For me, hedgerow blackberries have the edge over shop-bought or cultivated varieties. They may not look as pretty, but their tart mustiness means they deliver on flavour.
It is worth trying to remember which of your local hedgerows produce the best-tasting fruit, as there are hundreds of different strains, all with their own distinctive flavour. Blackberries have a natural affinity with apple and all game birds, particularly partridge.’
Roast partridge with blackberry sauce and colcannon (serves 4)
4 shallots, halved
4 partridge, cleaned and gutted (suggested hanging time is 3-4 days)
A splash of olive oil and a knob of butter for frying
2 sprigs rosemary
4 sprigs thyme
900g potatoes, peeled and cut into even-sized pieces
400g kale, chopped
2 spring onions, finely sliced
1 tbspn plain flour
200ml red wine
15g wholegrain mustard
30g redcurrant jelly
300ml hot chicken stock
Preheat the oven to 200°C/400°F/gas mark 6. Place the shallots into the cavities of the partridge and liberally season the birds all over. Heat the olive oil and butter in a large frying pan and cook the partridge on all sides until golden brown. Place them in a roasting tin and scatter with rosemary and thyme. Roast the birds in the oven for about 20 minutes or until cooked through and the juices run clear when a skewer is inserted to the leg.

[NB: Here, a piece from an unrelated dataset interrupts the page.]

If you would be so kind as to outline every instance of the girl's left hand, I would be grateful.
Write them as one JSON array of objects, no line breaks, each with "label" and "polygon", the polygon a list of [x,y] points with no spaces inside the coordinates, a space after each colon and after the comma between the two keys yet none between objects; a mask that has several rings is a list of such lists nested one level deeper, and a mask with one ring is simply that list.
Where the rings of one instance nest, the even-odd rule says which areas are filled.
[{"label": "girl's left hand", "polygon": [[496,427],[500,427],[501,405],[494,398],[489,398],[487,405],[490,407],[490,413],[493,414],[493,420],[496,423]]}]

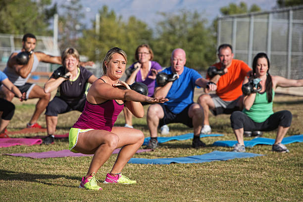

Put the potatoes into a saucepan of salted water, bring to the boil and cook until tender. Meanwhile, place the chopped kale into a saucepan with a little boiling water and cook until soft. Strain the potatoes, remove from the heat and add the butter and milk. Mash with a potato masher and then stir through the cooked kale, spring onions and seasoning. This can be covered with foil and kept warm in a low oven until ready to serve.
When the partridge are cooked, remove them from the oven and put them on a separate board to rest, covered with foil. Place the roasting tin over a medium heat on the stove and sprinkle the flour over the pan juices, using a metal whisk to mix it in, scraping the bottom of the roasting tin as you do so, for about 2 minutes. Pour the red wine over it and continue mixing. At this point, you should have a good rolling simmer so that the wine reduces and the alcohol burns off. Add the mustard and redcurrant jelly, again mixing in well for a further few minutes, and then pour in the hot chicken stock. Add the blackberries, breaking half of them up with the whisk, but leaving the others whole. Continue on a rolling simmer until the sauce has reduced by half to a gravy consistency, then season to taste. Serve the partridge drizzled with blackberry sauce, with the colcannon on the side.
More ways with blackberries
Stewed blackberries and apples
Add to a saucepan a glass of white wine, 1 tbspn orange peel, 4 star anise, a pinch of cinnamon, 3 tbspn honey, 3 apples (peeled and sliced), and, after 15 minutes of simmering, add 100g blackberries. Once cooked, spoon Greek yoghurt into four individual glasses and top with the stewed fruit and a sprig of mint.
Blackberry and white chocolate muffins
Place 175g butter and 175g caster sugar into a bowl and mix until fluffy. Add a teaspoon of vanillabean paste and mix again. Stir in 3 beaten eggs followed by 175g self-raising flour. Gently stir 100g white chocolate broken into small pieces and 100g blackberries through the mixture. Pour it into muffin cases and bake in a moderate oven for about 25 minutes or until a skewer comes out clean. Dust with icing sugar and serve for afternoon tea.